HARP: A closer look at falling

Eventually, things in adventuring go wrong, and you need to deal with them when they do. I will focus on falling, likely to the character’s death, and the various charts and equations for dealing with the impact.

Things were going fine for a while, but now you’ve tripped over something near a ledge, lost the reigns of your flying mount, or been pushed out the airlock in atmosphere. You’re now in a free fall, and this is going to hurt.

How far you fall determines the size of the Impact Critical when you hit.

  • 1′ – 20′ / 0m – 6m: Tiny
  • 21′ – 50′ / 7m – 16m: Small
  • 51′ – 100′ / 17m – 33m: Medium
  • 101′ – 200′ / 34m – 66m: Large
  • 201’+ / 67m+: Huge

Armor, Shields, and your Quickness bonus won’t help you against the impact at the end of your fall. Skill in Acrobatics can increase safe falling distance, a few psionic disciplines and spells can do the same or turn the fall into flight, and your magical and psionic bonuses to Defense will be subtracted from the critical.

In most situations, things that are falling don’t hit the ground instantly. Below is the Falling Table from Martial Law in list format.

  • Round 1: Speed 30’/rnd, total distance fallen 30′
  • Round 2: Speed 60’/rnd, total distance fallen 90′
  • Round 3: Speed 150’/rnd, total distance fallen 240′
  • Round 4: Speed 210’/rnd*, total distance fallen 480′

At round 4 and after, the character will continue falling at terminal velocity until the fall is stopped.

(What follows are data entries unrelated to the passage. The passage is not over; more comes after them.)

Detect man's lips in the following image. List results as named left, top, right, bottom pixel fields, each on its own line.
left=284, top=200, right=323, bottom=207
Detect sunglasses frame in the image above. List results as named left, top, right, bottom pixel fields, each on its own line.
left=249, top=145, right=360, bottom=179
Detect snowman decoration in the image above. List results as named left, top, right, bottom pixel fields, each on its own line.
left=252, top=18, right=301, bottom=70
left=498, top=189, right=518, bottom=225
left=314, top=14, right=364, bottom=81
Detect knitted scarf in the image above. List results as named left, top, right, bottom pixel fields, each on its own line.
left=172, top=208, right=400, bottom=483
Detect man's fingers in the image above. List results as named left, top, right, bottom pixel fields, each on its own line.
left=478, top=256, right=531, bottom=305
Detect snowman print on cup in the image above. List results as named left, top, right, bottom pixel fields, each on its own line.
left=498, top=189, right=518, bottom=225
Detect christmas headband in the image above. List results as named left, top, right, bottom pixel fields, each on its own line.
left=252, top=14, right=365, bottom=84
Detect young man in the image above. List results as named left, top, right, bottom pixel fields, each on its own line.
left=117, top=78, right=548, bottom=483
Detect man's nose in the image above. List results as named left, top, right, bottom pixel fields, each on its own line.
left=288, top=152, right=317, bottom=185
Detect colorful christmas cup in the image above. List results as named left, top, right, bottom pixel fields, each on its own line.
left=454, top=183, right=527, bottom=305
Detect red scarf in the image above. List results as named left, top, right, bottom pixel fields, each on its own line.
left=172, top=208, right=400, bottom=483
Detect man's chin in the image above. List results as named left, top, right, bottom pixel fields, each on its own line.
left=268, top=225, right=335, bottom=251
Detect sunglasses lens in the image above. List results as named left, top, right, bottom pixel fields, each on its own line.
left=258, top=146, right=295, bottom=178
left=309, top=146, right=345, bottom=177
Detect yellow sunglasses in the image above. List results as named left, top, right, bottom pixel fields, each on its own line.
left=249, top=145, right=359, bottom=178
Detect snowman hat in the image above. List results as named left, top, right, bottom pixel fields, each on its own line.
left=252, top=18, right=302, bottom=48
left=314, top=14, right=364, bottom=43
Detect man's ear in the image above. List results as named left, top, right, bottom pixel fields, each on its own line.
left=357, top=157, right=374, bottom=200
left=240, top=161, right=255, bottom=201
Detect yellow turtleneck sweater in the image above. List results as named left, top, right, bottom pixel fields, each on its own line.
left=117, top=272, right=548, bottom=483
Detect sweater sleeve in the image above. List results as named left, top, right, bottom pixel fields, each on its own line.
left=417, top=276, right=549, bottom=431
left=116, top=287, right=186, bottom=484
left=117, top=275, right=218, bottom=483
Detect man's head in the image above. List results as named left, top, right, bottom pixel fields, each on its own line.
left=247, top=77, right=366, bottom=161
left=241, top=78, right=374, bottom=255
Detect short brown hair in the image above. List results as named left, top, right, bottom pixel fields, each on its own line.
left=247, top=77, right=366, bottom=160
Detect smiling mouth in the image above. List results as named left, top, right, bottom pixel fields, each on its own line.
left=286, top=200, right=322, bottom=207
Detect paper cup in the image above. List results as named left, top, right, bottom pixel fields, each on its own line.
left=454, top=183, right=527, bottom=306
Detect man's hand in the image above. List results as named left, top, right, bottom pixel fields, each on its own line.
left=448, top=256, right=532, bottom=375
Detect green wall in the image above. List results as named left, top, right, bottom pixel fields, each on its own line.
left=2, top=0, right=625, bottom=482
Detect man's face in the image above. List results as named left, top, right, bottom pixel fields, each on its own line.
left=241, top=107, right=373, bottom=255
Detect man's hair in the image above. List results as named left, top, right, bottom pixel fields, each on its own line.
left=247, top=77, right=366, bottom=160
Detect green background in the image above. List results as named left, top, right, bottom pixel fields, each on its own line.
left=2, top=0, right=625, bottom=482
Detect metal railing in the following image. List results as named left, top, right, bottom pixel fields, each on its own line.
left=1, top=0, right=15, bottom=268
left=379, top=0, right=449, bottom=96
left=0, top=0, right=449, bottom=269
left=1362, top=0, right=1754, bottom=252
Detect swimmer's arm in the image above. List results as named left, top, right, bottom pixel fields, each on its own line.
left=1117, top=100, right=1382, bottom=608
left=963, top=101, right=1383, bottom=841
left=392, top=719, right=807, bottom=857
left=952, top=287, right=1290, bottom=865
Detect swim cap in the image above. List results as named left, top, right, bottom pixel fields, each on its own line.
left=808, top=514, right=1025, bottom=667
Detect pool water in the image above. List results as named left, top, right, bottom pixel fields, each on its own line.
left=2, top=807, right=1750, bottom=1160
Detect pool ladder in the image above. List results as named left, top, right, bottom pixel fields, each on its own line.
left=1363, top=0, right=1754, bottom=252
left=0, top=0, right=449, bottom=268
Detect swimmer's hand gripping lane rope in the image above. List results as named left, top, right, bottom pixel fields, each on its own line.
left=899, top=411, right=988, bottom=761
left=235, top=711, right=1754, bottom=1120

On round 4 and after, the falling character will continue to fall at terminal velocity until the fall is stopped. Gravity can affect both terminal velocity and how long a character has to be saved. HARP SF uses 70 times (the square root of local gravity divided by the square root of local atmospheric pressure) to determine terminal velocity in meters per second. To get the time until a falling character hits terminal velocity in seconds, take divide the the local terminal velocity by ten times local gravity.

Remember, you can fall father safely on low gravity worlds, and falling on high gravity worlds is a bad idea. Good luck, and watch out for that first step.

5 Replies to “HARP: A closer look at falling”

  1. Cool article. 2 second rounds make a lot of sense, see the article I am goung to publish on Thursday.

    In this case you gain more opportunities for falling characters to act before impact and a smoother acceleration curve. 10 second rounds that RM2 and RMSS used go from fall to impact effectively instantly.

    1. My argument to my players on why a fall always calls damage runs pretty much similar. I got around the 10sec fall not being physics accurate by giving the player a reaction roll to grab something or cast an instantaneous spell based on the distance of fall and any terrain (a fortunate tree). Like HARP, the crush critical increased with distance 50′ resulting in a C crush critical. Worked both in MERP and RM.

      1. 70m/s for terminal velocity is an average between a skydiver in freefall with a parachute, in normal position, and the 200m/s of a head down skydiver. Of course, there are a lot of other variables left out for simplicity.